The Iraqi cabinet has reported out draft legislation that will remove immunity from prosecution for private security guards such as those of Blackwater. The immunity was put into law by US viceroy Paul Bremer in 2003-2004 when the US was running Iraq as a colony. Such ‘extra-territoriality’ is common in a colonial situation, since it would be unseemly for ‘natives’ to sit in judgment of citizens of the metropole. Typically the first thing modern nationalist regimes like Egypt did when they moved toward independence of colonial powers such as Britain was to abolish extraterritoriality, i.e. laws shielding foreign residents from prosecution inn local courts. Extraterritoriality for US troops in Iran in the 1960s was one of Khomeini’s complaints against the Shah. The Iraqi cabinet move is a step toward renewed independence and self-assertion for the Iraqi government vis-a-vis the United States. Now if only the al-Malik government could assert itself in, and provide services for, Iraq itself.

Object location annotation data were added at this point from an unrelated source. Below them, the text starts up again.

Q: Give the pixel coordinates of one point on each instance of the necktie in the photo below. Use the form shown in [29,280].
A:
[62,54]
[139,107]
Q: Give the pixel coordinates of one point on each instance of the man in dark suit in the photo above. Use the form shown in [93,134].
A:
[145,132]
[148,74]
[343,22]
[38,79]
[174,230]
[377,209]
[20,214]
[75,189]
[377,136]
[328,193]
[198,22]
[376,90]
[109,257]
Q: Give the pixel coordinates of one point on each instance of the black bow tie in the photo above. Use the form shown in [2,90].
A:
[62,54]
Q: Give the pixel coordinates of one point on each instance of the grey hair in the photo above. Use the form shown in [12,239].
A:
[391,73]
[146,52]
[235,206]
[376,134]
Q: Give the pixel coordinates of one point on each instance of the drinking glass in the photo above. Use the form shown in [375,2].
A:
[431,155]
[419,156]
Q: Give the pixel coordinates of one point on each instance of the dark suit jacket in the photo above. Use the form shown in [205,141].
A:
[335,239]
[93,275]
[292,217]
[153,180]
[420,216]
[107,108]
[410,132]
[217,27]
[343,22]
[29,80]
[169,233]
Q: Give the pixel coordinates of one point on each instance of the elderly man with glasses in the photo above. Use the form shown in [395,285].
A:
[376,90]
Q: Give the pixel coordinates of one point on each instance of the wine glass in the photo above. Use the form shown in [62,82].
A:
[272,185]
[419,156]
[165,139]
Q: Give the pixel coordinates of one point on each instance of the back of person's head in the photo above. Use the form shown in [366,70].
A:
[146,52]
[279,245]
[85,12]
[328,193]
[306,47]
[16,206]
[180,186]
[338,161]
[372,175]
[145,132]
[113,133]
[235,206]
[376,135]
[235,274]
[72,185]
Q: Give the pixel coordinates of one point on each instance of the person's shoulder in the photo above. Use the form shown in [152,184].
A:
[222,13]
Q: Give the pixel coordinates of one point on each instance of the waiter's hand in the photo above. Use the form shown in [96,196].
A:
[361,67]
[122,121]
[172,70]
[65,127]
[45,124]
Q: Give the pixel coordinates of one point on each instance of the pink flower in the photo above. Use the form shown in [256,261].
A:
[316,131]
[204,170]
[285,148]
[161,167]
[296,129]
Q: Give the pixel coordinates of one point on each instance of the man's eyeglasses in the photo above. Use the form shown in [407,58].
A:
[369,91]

Sen. Pat Leahy is slamming the Bush administration for bestowing immunity on private US security guards in Iraq. Since Iraq’s new law will not affect past infractions, the US courts are the only arena where murders might have been punished. Not likely.
Mark Kukis of Time in Baghdad asks if the recent horrific violence in Baquba (see below) is a signpost for the future. The US troop escalation can’t last forever, and by this time next year there will be at most 130,000 US troops in Iraq. As the extra units are drawn down, will the violence start up again? Likely, yes.
Iran is denying that it has any role in killing US troops in Iraq. Since the Iranian regime has not been shy in claiming credit for, e.g., Hizbullah attacks on Israel, it is significant that it is going out of its way to deny the US allegations.
The Turkish military is still squeezing PKK guerrillas and trying to close off their escape routes in eastern Anatolia near the Iraq border.